Towards Characterizing Adversarial Defects of Deep Learning Software from the Lens of UncertaintyTechnical
Over the past decade, deep learning (DL) has achieved a big performance leap in company with the booming of big data. While it has been successfully applied to some industrial domain-specific tasks (e.g., face recognition, speech recognition), its quality and reliability raise great concern especially in the context of safety- and security-critical scenarios. Adversarial examples (AEs) represent a typical and important type of defects needed to be urgently resolved, on which a DL software makes incorrect decisions. Such defects can occur through either intentional manipulation of adversarial attack or physical-world noise perceived by input sensors, potentially hindering the industry deployment. The intrinsic uncertainty nature of deep learning decision could be a fundamental reason for its incorrect behavior.

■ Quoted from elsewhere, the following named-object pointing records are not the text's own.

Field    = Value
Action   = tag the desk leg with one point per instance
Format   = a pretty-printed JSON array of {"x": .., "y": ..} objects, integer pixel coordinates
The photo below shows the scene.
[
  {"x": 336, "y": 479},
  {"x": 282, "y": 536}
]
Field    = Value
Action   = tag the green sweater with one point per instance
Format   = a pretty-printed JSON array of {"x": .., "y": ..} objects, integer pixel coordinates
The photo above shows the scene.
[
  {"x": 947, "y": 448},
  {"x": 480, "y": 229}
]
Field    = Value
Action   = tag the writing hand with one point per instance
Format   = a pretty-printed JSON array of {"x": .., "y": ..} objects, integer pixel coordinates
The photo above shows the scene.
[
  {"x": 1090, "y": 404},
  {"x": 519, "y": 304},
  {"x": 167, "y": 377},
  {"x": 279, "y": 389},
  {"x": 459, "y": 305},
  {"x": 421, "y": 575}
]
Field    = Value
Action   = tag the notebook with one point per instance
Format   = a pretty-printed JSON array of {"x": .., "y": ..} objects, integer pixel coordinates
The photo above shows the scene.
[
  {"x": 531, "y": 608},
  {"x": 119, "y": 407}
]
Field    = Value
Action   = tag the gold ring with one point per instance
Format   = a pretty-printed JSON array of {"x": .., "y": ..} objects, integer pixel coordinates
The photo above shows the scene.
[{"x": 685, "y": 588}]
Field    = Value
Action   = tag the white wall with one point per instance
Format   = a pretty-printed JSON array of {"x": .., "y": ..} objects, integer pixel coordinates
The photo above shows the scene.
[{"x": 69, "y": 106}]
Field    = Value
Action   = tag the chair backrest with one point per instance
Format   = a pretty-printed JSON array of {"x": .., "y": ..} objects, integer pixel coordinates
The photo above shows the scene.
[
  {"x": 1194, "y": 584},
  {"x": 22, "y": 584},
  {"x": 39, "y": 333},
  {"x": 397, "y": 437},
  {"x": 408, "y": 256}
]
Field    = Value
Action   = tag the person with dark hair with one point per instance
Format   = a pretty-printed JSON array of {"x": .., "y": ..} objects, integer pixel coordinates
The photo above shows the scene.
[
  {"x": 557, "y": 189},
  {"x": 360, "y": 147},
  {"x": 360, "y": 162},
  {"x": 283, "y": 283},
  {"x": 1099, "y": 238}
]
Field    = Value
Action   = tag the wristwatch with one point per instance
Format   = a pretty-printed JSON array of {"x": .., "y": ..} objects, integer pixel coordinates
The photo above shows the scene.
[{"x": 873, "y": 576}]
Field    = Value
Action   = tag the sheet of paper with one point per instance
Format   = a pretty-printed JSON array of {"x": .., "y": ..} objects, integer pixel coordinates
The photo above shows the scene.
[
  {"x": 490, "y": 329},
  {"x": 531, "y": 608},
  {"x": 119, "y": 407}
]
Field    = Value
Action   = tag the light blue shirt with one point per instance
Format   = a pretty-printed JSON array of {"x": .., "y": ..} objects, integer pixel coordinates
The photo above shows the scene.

Although many testing, adversarial attack and defense techniques have been proposed, it still lacks a systematic study to uncover the relationship between AEs and DL uncertainty. In this paper, we conduct a large-scale study towards bridging this gap. We first investigate the capability of multiple uncertainty metrics on differentiating natural benign examples (BEs) and AEs. Then, we identify and categorize the uncertainty patterns of AEs and BEs, and find that while natural BEs and AEs generated by existing methods do follow common uncertainty patterns, some other uncertainty patterns are largely missed. Based on this, we propose an automated testing technique to generate multiple types of uncommon AEs and BEs. Our further evaluation reveals that the uncommon data generated by our methods is hard to be defensed by the state-of-the-art defense techniques with the average defense success rate reduced by 35%. Our results call for attention to generate more diverse data for evaluating and designing quality and reliable assurance solutions for DL software.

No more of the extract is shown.